To obtain the IPM image, the camera intrinsic and extrinsic parameters are required to perform this transformation. The intrinsic parameters represent a projective transformation from the 3-D camera’s coordinates into the 2-D image coordinates. The extrinsic parameters represent a rigid transformation from the 3-D world coordinate system to the 3-D camera’s coordinate system. These parameters represent the rotation matrix and translation matrix between points in the camera’s coordinate system and world coordinate system.
  • Intrinsic parameters are the parameters of the lens and the image sensor. These parameters consist of the camera focal lengths, the optical centers and also the distortion coefficients. The calibration algorithm detects the corners of a chessboard pattern. The chessboard pattern requires at least two snapshots. However, based on experience, more images produce better results. We used 24 images that cover the whole 3D visual area of the camera. The output of the algorithm is an “XML” file with the camera matrix and distortion coefficients.
  • Extrinsic parameters are calculated based on the Perspective-n-Point problem or PNP. This problem is used to estimate the position of an object when we have a calibrated camera. The locations of the 3D points on the object and the corresponding 2D projections in the image are known. The corresponding translation and rotation vectors can be estimated based on the 3D points and the corresponding 2D projections.
The camera parameters are computed from a chessboard pattern that is attached to the mobile robot, see Figure 7. The chessboard pattern is obstructed by the front tire of the mobile robot. The tire divides the pattern into two pieces. Therefore, the input image is divided into the left and the right side. On each side, 15 corner points are detected. The intrinsic parameters are calculated using the OpenCV library. The locations of the 3D points on the object and the corresponding 2D projections in the image are known. Thus, the corresponding translation and rotation vectors can be estimated based on the 3D points and the corresponding 2D projections, which are used as extrinsic parameters. This calibration process has to be done only once.

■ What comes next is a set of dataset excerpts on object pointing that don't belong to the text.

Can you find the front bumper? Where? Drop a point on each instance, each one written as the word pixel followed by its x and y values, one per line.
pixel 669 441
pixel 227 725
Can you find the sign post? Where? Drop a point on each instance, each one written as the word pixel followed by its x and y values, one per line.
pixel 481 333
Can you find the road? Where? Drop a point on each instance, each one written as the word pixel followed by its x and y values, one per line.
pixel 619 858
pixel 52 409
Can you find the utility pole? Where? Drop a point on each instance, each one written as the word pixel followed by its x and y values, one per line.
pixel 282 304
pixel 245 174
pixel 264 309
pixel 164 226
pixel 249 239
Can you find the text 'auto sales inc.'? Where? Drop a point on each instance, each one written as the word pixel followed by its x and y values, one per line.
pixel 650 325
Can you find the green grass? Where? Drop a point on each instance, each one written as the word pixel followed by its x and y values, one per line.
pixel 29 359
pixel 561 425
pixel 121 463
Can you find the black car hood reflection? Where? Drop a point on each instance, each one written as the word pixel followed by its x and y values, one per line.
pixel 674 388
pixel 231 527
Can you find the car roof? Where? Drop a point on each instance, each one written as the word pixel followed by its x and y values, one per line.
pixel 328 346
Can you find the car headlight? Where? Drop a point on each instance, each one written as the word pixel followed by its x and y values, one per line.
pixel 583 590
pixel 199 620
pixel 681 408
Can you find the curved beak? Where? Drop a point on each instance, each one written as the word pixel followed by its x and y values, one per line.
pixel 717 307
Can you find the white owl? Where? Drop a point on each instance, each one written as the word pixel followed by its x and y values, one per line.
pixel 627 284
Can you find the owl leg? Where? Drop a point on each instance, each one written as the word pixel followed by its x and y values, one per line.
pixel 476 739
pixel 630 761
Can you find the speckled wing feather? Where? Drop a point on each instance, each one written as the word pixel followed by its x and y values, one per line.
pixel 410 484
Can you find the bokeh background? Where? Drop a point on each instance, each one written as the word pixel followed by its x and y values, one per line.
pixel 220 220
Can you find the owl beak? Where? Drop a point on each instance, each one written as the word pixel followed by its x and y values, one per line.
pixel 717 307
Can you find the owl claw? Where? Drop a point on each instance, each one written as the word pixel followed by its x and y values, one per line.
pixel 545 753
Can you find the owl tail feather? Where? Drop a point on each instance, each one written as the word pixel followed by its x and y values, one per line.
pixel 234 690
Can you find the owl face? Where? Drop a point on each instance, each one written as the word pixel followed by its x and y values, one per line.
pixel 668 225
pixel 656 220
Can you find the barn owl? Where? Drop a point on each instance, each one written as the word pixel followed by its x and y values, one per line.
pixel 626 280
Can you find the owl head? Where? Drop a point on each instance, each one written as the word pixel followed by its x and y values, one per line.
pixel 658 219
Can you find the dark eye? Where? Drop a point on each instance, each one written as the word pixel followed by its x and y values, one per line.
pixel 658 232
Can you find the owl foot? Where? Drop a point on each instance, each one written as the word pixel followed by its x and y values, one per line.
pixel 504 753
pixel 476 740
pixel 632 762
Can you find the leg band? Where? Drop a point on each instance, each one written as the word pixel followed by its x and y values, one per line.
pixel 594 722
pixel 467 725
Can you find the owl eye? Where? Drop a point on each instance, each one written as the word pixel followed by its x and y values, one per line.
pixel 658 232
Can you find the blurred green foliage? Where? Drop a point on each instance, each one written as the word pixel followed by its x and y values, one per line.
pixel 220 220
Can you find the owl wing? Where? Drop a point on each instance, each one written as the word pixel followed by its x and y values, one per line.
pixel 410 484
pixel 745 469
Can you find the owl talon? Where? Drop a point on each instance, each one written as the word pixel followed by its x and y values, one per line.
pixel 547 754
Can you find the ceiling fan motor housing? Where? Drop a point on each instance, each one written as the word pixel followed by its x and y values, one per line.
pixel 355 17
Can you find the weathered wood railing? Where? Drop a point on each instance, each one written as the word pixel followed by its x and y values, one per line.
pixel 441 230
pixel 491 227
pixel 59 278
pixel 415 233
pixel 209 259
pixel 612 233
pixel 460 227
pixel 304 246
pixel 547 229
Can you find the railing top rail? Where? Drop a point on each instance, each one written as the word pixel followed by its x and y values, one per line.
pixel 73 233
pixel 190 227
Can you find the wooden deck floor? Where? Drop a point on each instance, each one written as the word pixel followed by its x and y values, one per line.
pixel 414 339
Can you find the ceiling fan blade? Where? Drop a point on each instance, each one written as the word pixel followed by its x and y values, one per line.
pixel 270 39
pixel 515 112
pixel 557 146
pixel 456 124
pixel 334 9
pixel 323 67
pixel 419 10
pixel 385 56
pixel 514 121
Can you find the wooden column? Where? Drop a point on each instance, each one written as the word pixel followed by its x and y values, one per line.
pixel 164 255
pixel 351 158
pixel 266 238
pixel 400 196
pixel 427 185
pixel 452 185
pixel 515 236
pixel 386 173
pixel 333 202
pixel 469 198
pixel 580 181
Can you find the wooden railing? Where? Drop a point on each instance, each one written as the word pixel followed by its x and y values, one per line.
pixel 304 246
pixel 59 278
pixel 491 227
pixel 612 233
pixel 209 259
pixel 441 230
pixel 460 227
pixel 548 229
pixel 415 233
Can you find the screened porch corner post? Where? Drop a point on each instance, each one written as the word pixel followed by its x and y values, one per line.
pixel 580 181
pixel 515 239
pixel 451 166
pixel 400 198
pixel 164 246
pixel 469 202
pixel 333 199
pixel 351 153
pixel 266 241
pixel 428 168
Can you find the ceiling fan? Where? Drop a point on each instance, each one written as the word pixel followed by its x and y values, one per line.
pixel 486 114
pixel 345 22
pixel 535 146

A canny edge detection algorithm is applied to the IPM image to detect vertical lines. Then, the clearly delineated edges are used within a Hough transform to detect the borders of the road. The Hough transform finds image features by collecting global evidence in a parameter space. In the most common application of the Hough transform, the features are lines and the parameters are their polar coordinates.
The vertical lines detected by the Hough transform are grouped into right and left depending on their location. For every group (Figure 8a,c), an outlier exclusion filter is applied to estimate the road borders. An example of the detected border is shown in Figure 8. The outlier exclusion criterion is a distance higher than two standard deviations of the line distribution.

4.4. Fusion Module with UKF

The borders detected by the color-based and the texture line detector are fused by a weighted average algorithm. From both modules, metrics are calculated to estimate a value of trust. The detected borders have more confidence and therefore a larger weight when the value of trust is high. The weight that every border will take is computed from metrics and it is updated in every cycle.
(1) Metrics of the color-based road detector
There is a fixed number of rows in every image, and we expect to find a border of the road in every row. The border is represented as a black circle in the following image; see Figure 9. The black circles are computed in the segmentation process. The trust value Tcolor of the color-based road detector is computed using (5).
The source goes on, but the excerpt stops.